I am a sucker for a sultry blues song, what Skullgurl isn’t? Track five, ‘It Won’t Last’, is a melancholy offering, heavy with unrequited seductive undertones. What makes it notable is the lithe handed blues style of guitarist Ryan Kiefer. Honestly, in this day and age, I have found it unusual to find a guitarist that taps into the very essence of the blues, in Skullgurl speak, does not just regurgitate Blues theory. The kind of Blues style that Keifer exhibits comes directly from his core, the music that he brings forth is part of his very essence.
Track number seven, ‘Can’t Sleep’ is the first single released off of the upcoming album. I wanted to make sure I made a point of urging you, dear reader to check out this single, right meow. This track is a glaringly accurate example of why Blacktop Mojo is a band that will appeal to almost all music lovers. I am not gonna lie, every time I start this track, my body reacts to it and I am covered with goosebumps. I am not sure if it is the poignantly crafted bass hook delivered by Matt Curtis or the lyrical delivery by Matt James, either way, this track is a Hard Rock pièce de résistance.

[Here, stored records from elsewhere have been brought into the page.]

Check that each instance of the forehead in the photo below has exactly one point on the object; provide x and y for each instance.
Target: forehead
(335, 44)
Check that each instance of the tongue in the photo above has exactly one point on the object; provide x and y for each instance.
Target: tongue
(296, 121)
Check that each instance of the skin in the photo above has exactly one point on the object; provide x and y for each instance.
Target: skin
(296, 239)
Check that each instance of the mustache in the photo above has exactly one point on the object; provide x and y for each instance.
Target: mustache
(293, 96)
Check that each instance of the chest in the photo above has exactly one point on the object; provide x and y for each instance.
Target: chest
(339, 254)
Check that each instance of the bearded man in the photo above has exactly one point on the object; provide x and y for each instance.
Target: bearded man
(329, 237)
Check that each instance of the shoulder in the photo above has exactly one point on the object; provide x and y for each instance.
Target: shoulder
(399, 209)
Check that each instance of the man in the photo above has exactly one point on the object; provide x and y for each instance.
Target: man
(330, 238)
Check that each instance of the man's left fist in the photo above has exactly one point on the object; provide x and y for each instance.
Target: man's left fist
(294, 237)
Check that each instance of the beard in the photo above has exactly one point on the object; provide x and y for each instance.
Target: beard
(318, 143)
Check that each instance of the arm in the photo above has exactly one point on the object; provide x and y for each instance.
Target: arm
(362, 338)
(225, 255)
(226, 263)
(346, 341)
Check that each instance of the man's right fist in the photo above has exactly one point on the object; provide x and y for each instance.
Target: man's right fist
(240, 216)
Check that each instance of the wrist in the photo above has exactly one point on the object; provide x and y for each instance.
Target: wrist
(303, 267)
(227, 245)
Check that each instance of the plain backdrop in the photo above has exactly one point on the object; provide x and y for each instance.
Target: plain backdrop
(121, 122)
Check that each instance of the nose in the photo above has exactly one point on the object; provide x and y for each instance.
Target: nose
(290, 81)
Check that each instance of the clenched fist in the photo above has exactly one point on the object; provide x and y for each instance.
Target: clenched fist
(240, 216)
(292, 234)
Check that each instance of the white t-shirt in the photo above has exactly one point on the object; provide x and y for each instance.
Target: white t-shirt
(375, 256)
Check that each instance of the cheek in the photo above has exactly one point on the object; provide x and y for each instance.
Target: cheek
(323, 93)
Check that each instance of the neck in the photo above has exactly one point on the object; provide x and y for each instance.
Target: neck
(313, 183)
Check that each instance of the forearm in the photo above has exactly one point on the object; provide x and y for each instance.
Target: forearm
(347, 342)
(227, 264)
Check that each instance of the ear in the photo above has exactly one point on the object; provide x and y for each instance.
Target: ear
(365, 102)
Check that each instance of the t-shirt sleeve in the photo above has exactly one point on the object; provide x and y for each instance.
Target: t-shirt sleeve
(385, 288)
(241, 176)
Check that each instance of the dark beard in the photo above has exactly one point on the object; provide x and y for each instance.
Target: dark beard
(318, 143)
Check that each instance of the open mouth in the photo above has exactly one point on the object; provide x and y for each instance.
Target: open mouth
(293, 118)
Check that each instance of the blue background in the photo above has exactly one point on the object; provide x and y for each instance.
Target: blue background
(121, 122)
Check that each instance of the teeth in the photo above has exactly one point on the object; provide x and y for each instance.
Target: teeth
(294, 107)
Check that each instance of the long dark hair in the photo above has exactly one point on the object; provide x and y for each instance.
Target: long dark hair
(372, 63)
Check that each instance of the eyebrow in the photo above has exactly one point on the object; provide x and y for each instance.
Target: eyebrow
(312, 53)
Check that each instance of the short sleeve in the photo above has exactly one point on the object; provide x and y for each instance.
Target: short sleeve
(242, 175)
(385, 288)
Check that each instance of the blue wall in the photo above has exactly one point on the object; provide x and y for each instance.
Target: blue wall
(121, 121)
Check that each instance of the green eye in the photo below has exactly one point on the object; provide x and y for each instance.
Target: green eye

In summation, I can honestly tell you it was a tad arduous for me not to do a song by song break down of this album. Each of the ten tracks could be stand-alone singles, each with their own consequential identity. This album will hijack your gray matter and whisk you away on a mystical journey teeming with genre-hopping brilliance. I called this band Southern Rock in my intro, I want to retract that assessment, Blacktop Mojo Is simply a magnificently talented Rock Band. Do not hesitate one moment longer, invite Blacktop Mojo into your life immediately.